以上認定のように、過失により本件違法仮処分を申請し、且つこれを執行し、因つて被控訴人等に損害を与えた控訴人は、不法行為者として、その損害を賠償すべき義務あるものといわなければならない。

進んで、損害額を算定するに、原審における証人楯次男(第一、三回)、同上田晋、同加納岳彦の各証言によりその成立を認める甲第二号証、同第四号証、同第五号証、原審における証人楯次男(第三回)の証言によりその成立を認める甲第十一号証の一乃至五、同第十二号証、同第十三号証の各記載、及び原審における証人加納岳彦、同楯次男(第一、三回)の各証言を綜合すると、被控訴人等のうち田口公平は昭和二十六年十二月六日以降、大村駒吉は同年十一月十二日以降、伊佐治金一は同年十二月八日以降、その他の者は同年十月十八日以降いづれも本件仮処分執行の前日である同年十二月十二日迄本件鉱区に勤続していたもので、その日数は、田口公平が七日、大村駒吉が三十一日、伊佐治金一が五日、その他の者がいづれも五十六日となるが、田口公平については公休日である同年十二月九日を控除した六日、大村駒吉については、公休日である同年十一月二十六日、十二月二日、十二月九日の三日の控除した二十八日、伊佐治金一については勤続全日数、その他の者については、いづれも公休日である同年十月二十一日、十月二十八日、十一月十一日、十一月二十六日、十二月二日、十二月九日の六日を控除した五十日が労働可能日(別表(一)欄記載)で、その間被控訴人等が実際に就労した日数が別表(二)欄記載のとおりであること、被控訴人等が前記勤続期間中に得た賃銀の総額が別表(四)欄記載のとおりであることが認められ、他に右認定を左右するに足る証拠はない。右認定の事実から、就労日数を労働可能日数で除した値が被控訴人等の稼働率を示すことは明らかで、その稼動率が計数上別表(三)欄記載のとおりになること明白であり、賃銀総額を別表(二)欄の就労日数で除した値が被控訴人等の平均一日の収入換言すれば平均賃銀というべきでその値が計算上別表(五)欄記載のとおりになることも又明らかである。そうすると右認定の平均賃銀に冒頭認定の本件仮処分による休業日数九を乗じ、それに別表(三)欄記載の稼働率を乗じたものが、被控訴人等において、本件仮処分による休業期間中得べかりし賃銀であるというべきである。ところで右金額のうち六割は上田晋より休業手当として補填を受けたことを被控訴人等は自認しているので、結局右金額の四割に当る額が実際請求し得る損害額で、それが計数上別表(六)欄記載のとおりになることは明白である。なお控訴人は、上田晋が被控訴人等に休業手当を支払つている以上被控訴人等に損害はないと主張するが、休業手当は右のように六割が支給されたのみで、全額補填された訳ではないのであるから、補填されざる部分について、その賠償を求めるのは当然で、全額補填の事実の証明せられない限りこの点についての控訴人の主張が理由のないこと明らかである。

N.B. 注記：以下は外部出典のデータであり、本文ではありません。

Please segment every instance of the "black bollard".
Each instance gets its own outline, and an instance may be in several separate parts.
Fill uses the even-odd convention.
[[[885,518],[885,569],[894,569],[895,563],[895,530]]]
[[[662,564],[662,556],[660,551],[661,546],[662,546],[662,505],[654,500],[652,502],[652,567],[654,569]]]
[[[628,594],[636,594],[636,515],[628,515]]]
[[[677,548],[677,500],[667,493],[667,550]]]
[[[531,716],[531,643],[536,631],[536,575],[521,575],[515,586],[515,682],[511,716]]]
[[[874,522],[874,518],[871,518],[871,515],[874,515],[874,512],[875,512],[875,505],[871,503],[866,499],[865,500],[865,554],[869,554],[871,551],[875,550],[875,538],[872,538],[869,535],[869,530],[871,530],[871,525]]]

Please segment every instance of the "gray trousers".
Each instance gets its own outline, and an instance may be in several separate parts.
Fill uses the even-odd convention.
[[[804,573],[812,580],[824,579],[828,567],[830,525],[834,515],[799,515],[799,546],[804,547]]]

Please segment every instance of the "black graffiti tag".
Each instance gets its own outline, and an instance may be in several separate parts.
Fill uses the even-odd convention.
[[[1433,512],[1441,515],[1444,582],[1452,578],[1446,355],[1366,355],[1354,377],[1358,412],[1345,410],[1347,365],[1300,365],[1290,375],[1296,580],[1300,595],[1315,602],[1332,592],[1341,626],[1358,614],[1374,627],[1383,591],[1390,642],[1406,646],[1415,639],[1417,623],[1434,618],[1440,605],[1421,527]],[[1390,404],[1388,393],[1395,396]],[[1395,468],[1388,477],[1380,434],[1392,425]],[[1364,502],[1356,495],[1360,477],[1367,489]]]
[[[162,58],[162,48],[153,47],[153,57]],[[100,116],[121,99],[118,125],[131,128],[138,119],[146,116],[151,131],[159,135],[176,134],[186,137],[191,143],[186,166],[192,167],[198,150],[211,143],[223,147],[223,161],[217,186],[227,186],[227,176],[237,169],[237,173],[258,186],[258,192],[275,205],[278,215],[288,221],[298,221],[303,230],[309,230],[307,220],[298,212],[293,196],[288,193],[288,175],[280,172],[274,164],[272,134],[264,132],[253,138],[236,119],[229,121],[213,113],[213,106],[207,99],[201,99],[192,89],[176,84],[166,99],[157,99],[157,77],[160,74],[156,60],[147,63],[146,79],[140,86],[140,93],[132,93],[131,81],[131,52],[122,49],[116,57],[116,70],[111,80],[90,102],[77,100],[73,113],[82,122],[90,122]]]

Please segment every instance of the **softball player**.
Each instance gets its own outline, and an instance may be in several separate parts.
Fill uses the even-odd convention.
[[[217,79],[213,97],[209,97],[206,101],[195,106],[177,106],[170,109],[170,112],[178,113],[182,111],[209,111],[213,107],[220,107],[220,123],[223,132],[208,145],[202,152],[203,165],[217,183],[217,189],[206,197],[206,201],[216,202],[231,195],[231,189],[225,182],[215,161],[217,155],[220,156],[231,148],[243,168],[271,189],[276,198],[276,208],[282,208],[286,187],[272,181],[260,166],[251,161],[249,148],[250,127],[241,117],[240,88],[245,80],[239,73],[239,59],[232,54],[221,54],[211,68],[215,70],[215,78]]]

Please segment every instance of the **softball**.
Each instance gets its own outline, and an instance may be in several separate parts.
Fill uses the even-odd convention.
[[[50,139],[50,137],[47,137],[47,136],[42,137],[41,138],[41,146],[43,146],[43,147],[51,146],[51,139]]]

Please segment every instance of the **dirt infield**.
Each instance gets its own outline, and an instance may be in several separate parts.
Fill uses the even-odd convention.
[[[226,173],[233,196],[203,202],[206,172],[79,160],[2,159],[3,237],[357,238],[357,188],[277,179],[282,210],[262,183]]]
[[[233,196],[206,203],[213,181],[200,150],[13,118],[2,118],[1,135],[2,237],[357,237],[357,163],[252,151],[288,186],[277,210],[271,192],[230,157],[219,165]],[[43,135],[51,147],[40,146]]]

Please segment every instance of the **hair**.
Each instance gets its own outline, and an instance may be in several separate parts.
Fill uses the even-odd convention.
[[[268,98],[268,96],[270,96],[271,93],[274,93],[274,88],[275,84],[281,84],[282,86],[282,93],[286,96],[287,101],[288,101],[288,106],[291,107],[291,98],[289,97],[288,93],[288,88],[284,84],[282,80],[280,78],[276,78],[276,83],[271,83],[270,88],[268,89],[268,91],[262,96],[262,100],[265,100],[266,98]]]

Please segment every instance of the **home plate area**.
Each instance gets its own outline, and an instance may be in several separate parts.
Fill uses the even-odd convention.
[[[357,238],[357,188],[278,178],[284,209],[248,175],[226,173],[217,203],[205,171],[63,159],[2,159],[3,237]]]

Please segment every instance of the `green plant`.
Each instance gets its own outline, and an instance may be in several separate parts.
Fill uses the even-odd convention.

そうすれば控訴人は被控訴人等に夫々別表(六)欄記載の金額、及びこれに対する本件訴状が送達された翌日であることが記録上明らかである昭和二十七年一月十九日より完済に至るまで年五分の割合による遅延損害金を支払うべき義務がある。

よつて被控訴人等の本訴請求は右金額の支払を求める限度において正当であるから、その範囲内において被控訴人等の請求を認容した原判決は結局正当であつて、本件控訴はその理由がないから、これを棄却すべきものとし、民事訴訟法第三百八十四条、第八十九条に則り主文のとおり判決する。